C’est ici que le débat pourrait prendre forme. Celui qui aujourd’hui estime toujours recevable la « logique astrale » y trouvera-t-il de quoi véritablement enrichir sa pratique, ou n’y verra-t-il que l’occasion, quoique nullement rebutante il est vrai, de caresser le vélin d’une œuvre d’art ? Et les autres, pour qui l’astrologie (ou mathèma) entretient et perpétue une mentalité infantile toujours disposée à se vautrer dans la superstition et la pensée magique, se contenteront-ils de contempler du haut de dix-neuf siècles de progrès l’indigence intellectuelle à laquelle ils auront eu pour leur part, bénis d’on ne sait quels dieux, le bonheur d’échapper…?
De fait, il nous faudrait sans doute méditer cette repartie de l’insigne Newton à son presque non moins réputé collègue et contemporain, l’astronome Edmond Halley (eh oui ! La comète, c’est lui), qui comprenait fort mal qu’un esprit aussi brillant que le sien puisse s’intéresser à de pareilles fadaises : « La différence entre vous et moi, Sir, est que moi je l’ai étudiée [l’astrologie] et pas vous ». Principe élémentaire de tout esprit rationnel qui se respecte : analyse, preuves, épreuves, contre-épreuves et vérifications (même de l’invraisemblable, a priori) précèdent toujours le jugement éclairé.

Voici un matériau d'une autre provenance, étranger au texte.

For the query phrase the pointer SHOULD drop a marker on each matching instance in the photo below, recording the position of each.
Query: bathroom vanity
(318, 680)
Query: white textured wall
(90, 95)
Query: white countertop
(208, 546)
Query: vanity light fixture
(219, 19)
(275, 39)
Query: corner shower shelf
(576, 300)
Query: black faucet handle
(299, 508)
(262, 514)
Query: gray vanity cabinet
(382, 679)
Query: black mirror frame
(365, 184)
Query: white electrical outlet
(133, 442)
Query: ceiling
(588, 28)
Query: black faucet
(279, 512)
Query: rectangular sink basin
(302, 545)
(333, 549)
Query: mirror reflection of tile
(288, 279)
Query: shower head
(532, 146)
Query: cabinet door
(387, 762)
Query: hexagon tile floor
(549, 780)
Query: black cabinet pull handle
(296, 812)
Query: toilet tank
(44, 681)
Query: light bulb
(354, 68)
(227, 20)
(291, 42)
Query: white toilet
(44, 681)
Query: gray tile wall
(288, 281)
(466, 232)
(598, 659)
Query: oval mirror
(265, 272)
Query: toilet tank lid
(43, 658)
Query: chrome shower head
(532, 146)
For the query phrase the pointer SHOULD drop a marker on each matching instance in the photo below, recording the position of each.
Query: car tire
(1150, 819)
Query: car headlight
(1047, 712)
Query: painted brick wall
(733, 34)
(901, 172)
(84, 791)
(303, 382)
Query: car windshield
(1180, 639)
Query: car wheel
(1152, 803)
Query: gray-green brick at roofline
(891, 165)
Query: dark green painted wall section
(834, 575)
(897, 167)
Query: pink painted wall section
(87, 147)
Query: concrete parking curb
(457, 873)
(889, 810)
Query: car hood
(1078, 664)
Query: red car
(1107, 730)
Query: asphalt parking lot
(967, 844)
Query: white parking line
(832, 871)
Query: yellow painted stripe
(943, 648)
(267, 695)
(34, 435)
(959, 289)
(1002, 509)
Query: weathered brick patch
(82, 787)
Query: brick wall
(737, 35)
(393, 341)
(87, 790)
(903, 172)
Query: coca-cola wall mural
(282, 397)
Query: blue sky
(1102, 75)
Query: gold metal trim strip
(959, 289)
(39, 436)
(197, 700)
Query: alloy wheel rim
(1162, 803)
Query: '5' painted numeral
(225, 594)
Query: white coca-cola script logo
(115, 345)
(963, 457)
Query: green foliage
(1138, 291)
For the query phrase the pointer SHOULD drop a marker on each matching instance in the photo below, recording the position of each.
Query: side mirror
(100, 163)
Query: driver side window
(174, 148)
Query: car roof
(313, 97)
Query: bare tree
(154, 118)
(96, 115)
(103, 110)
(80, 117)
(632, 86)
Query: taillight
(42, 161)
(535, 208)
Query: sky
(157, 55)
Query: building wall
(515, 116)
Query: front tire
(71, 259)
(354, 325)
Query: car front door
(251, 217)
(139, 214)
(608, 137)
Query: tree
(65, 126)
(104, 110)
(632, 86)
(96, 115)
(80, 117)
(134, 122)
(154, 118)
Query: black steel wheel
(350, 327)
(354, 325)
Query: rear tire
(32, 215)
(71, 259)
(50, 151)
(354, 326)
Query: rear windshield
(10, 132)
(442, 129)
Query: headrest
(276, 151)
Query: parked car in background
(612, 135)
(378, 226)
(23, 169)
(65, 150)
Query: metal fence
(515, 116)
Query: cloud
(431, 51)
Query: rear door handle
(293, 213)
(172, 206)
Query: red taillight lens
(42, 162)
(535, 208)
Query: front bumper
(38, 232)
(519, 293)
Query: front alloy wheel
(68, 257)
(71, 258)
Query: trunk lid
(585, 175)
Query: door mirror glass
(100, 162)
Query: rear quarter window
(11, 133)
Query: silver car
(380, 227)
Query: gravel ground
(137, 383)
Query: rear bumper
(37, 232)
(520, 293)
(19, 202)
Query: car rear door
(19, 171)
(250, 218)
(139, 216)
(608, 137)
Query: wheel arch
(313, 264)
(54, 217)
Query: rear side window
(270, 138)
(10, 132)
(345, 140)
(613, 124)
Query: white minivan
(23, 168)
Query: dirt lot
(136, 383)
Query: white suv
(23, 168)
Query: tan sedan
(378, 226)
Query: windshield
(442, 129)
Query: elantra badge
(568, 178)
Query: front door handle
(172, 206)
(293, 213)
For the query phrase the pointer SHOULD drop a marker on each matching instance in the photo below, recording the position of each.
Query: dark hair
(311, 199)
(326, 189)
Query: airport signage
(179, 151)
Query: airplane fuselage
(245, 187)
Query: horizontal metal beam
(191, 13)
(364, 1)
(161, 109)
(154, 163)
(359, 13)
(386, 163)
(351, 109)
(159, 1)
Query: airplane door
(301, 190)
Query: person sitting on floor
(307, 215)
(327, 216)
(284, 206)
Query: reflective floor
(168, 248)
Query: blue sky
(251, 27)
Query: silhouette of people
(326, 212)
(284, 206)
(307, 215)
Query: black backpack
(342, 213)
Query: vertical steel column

Comme quoi il y a parfois des manières peu scientifiques d’en appeler à la science même.
Et puisque nous sommes déjà en processus de méditation, laissons-nous sur les réflexions suivantes en contemplant simultanément une lune bien pleine en Périéchon (« ciel qui tout englobe ») : « Ce sont les hommes qui sont ou ne sont pas à l’écoute d’eux-mêmes. Car le ciel symbolique est à ceux-ci ce que sont les étoiles et la lune au soleil : un simple miroir de Soi. Point de force (ou d’influence), mais une forme. Qui informe. » (Jihel Gée, revue L’Astrologue, Paris, numéro 118, Juin 1997). Héraclite dirait, plus simplement encore (frag. 121) : « Le caractère de l’homme est sa destinée »…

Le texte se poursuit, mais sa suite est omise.